Plenty of religious right-wingers have parroted that Trump’s 2005 remarks were really just “locker room banter” that he’d never act on, as though God hadn’t given them minds both to understand Trump’s actual language and to notice how closely his boasts match women’s allegations against Trump that far predate the recent leak.

Obviously not every religious conservative has pursued this kind of track. I have respect enough for those who’ve kept the #neverTrump line; I expect to keep reading Ross Douthat, for example, until death do us part. (Blessedly, younger evangelicals and conservative Catholics seem much less inclined than their elders toward the “King David/locker room banter” kind of take.) And though I find it ridiculous that any observant and thinking person would’ve been genuinely surprised by Trump’s 2005 remarks, I’ll grant some tiny kudos to those who’ve since walked back their support for him.

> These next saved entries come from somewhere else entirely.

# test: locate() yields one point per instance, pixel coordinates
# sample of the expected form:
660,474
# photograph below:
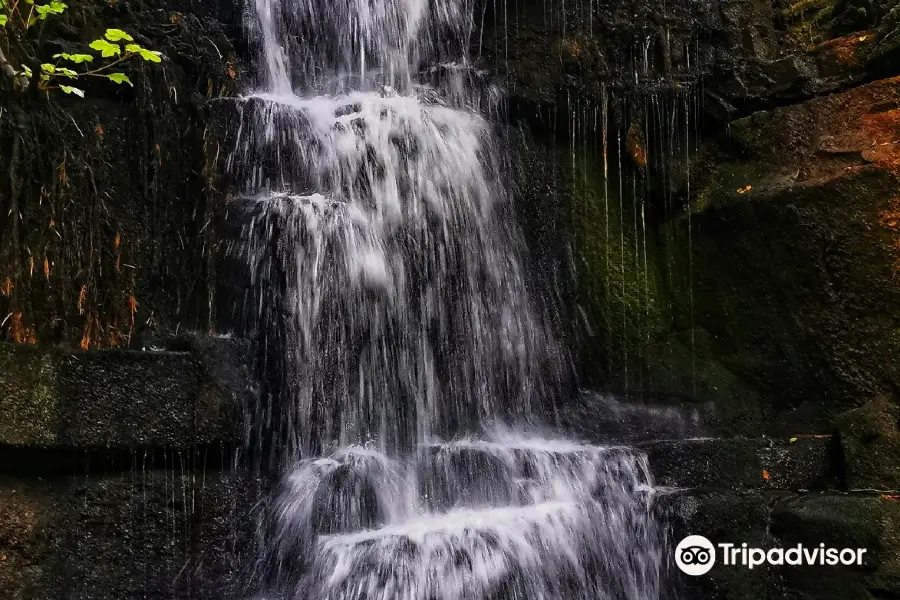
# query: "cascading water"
383,272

But woe to those hypocrite religious right-wingers who not only fail to live up to their standards but who for so long proclaimed things – about morality and values and character – in which they clearly put no stock. Some people will continue to listen to them, but they make their word as worthless as Donald Trump’s.

In 1 Corinthians, St. Paul teaches that the fire of God’s judgment will test the moral quality of each person’s life. Those who devoted their lives to terrible work may “be saved, but only as through fire.” I expect to need some time (so to speak) in purgatory when I die. I hope I won’t need as much time as I suspect Donald Trump or any of his craven Religious Rightists will.